We added it to the mix because it got increasingly difficult to tune SQL queries involved in building API responses, especially for endpoints that needed to pull data from many tables.
Our limited experience of MySQL operations was also a factor. We're on 5.5 and couldn't do some table operations that seemed promising without service disruptions. There were solutions to perform the actions we wanted without downtime but they scared us a bit. We also looked into upgrading to 5.6 or MariaDB but that seemed like it would take a long time and need much testing, while there were no guarantees that we would see performance gains.
We looked for alternative solutions and found RethinkDB. We reused the parts that serialize data for the API and put the resulting documents in RethinkDB. Then we had our API request handlers pull data from there instead of from MySQL and added indexes to support various kinds of filtering, pagination, and so on. We built this for our most problematic endpoint and got the two-server cluster up and running in about a week, tried it out on employees for another week, and then enabled it for everyone (with the option to quickly fall back to pulling data from MySQL).
This turned out to work well and we saw good response times, so we did the same thing for other endpoints.

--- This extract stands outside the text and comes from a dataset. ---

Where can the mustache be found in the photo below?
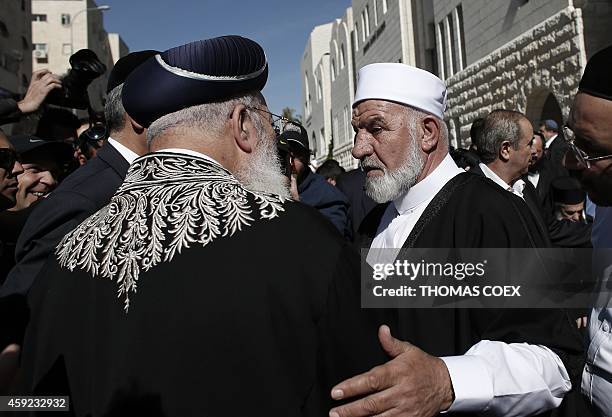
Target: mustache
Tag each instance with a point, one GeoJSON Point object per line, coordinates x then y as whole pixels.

There's some complexity involved in keeping RethinkDB docs up to date with MySQL (where writes still go) but nothing extreme and we haven't had many sync issues.
RethinkDB has been rock solid and it's a joy to operate.
Had you looked into using PostgreSQL's materialized views? you can add indexes to the view with the additional bonus of the view hiding those joins from client code.
Everyone has this problem. But it's been largely solved in practice by performing the schema changes on slaves, and then promoting the slaves to master.
Also, if you're just using RethinkDB as a delayed (and almost certainly inconsistent) secondary storage system, why not use ElasticSearch instead?
BTW, 250GB fits in memory on any decent size box. You're not really going to see how things scale till you get into the terabytes.
All of our physical boxes have 256gb+ of RAM.
They run VM's via XenServer for most of our uses, but our production DB's run on bare metal as they need the RAM and disk performance.
If you are looking for larger purchases 50k+ USD than you should talk directly with Dell, HP or comparable vendor and put them into the play off for who you choose :)
Rethink's 'ungroup' method lets you chain multiple reductions, which is incredibly powerful for building aggregation queries. Elasticsearch doesn't have that capability, and hence its aggregation capabilities are severely limited.
For example, with Rethink, it's very easy to compute a metric from metrics computed in a previous reduction. You can't do that with Elasticsearch, since its dsl allows metrics to only be computed from fields in the raw document, but not from other aggregation metrics.